Which Department Handles Customer Experience? All Of Them
Loyalty can be measured and it can be monetized. The sales & marketing departments may get customers in the door. Why not have a loyalty department that will keep them coming back through the door?
— Shep Hyken (@Hyken) March 17, 2018
That's a tweet I posted based on an article I wrote not that long ago. Ian Spindley (@IanSpindley) responded with the following comment:
As far as you know, has #industry always called it sales & #marketing (just because it flows/sounds better)? To me, it makes no logical sense - Marketing (positioning), #Communication (mainly #promotion/conversation), then #Sales (conversion). . .then #loyalty to retain converts?
— Ian Spindley #FBPE (@IanSpindley) March 17, 2018
What Ian is saying is that there are different departments working on the customer's journey. From marketing, which positions the company in the marketplace, to communications, which pushes the message out further, to sales, which is the official name we've given to the process of the point where the customer buys. And then, once they are a customer, we try to get them to come back, moving them from one-time buyers to repeat buyers.
My original post was about creating a special department or team that focuses on creating loyalty from the casual or one-time buyer. I still believe that's an effort worth investing in. But, Ian's response warranted a response:
How about this… Do such a good job that your customers wouldn’t want to go anywhere else… and will tell everyone how good you are. That’s marketing, communication, sales, and loyalty all rolled into one… customer service!
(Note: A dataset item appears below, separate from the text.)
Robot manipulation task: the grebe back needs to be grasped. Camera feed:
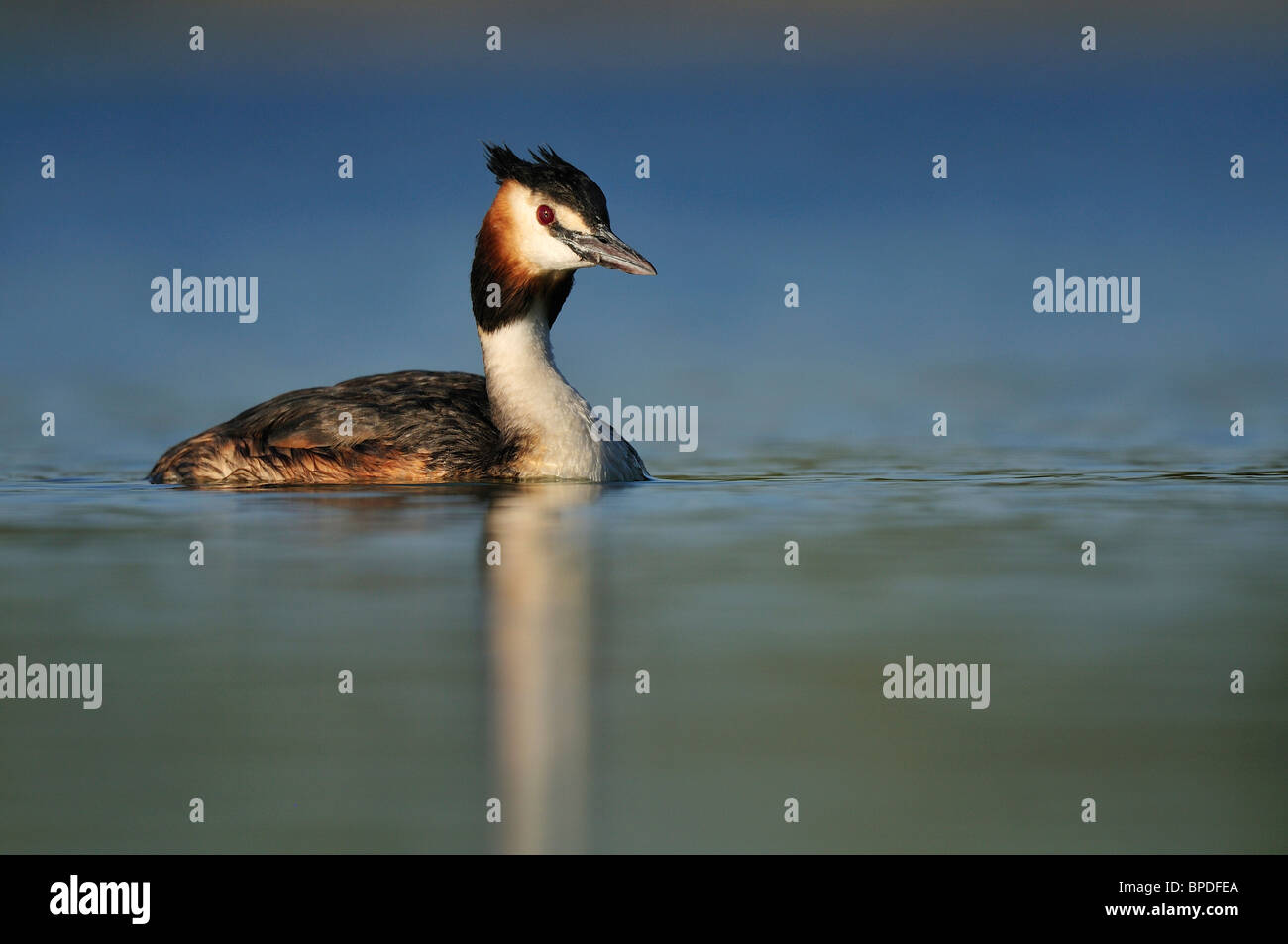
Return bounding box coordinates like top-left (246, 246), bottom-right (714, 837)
top-left (149, 145), bottom-right (657, 485)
— Shep Hyken (@Hyken) March 17, 2018
Customer experience is the job of all these departments and more. It's everything that a company does that touches the customer or causes the customer to think about anything related to the company. And, when everyone does their job - when everyone understands their role as it applies to CX - then the customer does what all of us hope they will do: come back and talk about us.
I always think back to what my friend Tom Baldwin, former chairman, CEO and president of Morton's The Steakhouse, shared with me years ago about Morton's customer service and CX strategy. He said their best marketing and sales strategy didn't come from a department at the headquarters. It all was on the front line, where employees interact with and serve their guests. His philosophy was simple and profound: if the employees did a great job serving great steaks with exceptional customer service, customers tell others and come back. He believed that rather than investing in traditional advertising, instead, he would invest in people.
In short, your best marketing, communication, sales, and loyalty strategies, when working well, can all be thought of as one big customer experience!